LaCalamita had an appointment with his psychologist on the morning of Monday April 9 but it was a meeting that never took place. Instead, Orlando she received a final disturbing call from her husband, in which he was crying and hung up on her. She would not discuss the specifics of the conversation but did relay what happened next.

"That's when I called 911. I called Troy police. Because, I said, he has a gun. I am concerned for his life. Here is his apartment. Please. I'm scared that he's going to take his own life. And I was on hold. They were getting flooded with phone calls, I didn't know, and I was disconnected by them."

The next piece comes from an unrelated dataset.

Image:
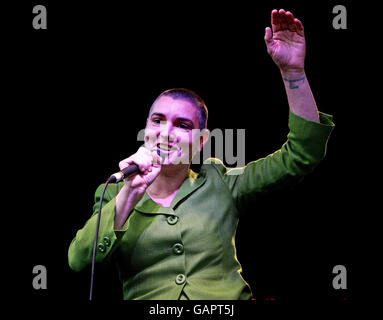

She called his psychologist, some relatives and their priest and then tried Troy police again.

"They said 'Ma'am, there's been an incident.' And they wouldn't tell me what the incident was. (They) said, 'We're looking for your husband,' and so forth. 'Can you describe to me his car,' and so on ..."

A few hours later, LaCalamita was spotted driving at speeds reaching 120 miles an hour north on Interstate 75, pulled over and placed under arrest. The shotgun was in the car with him.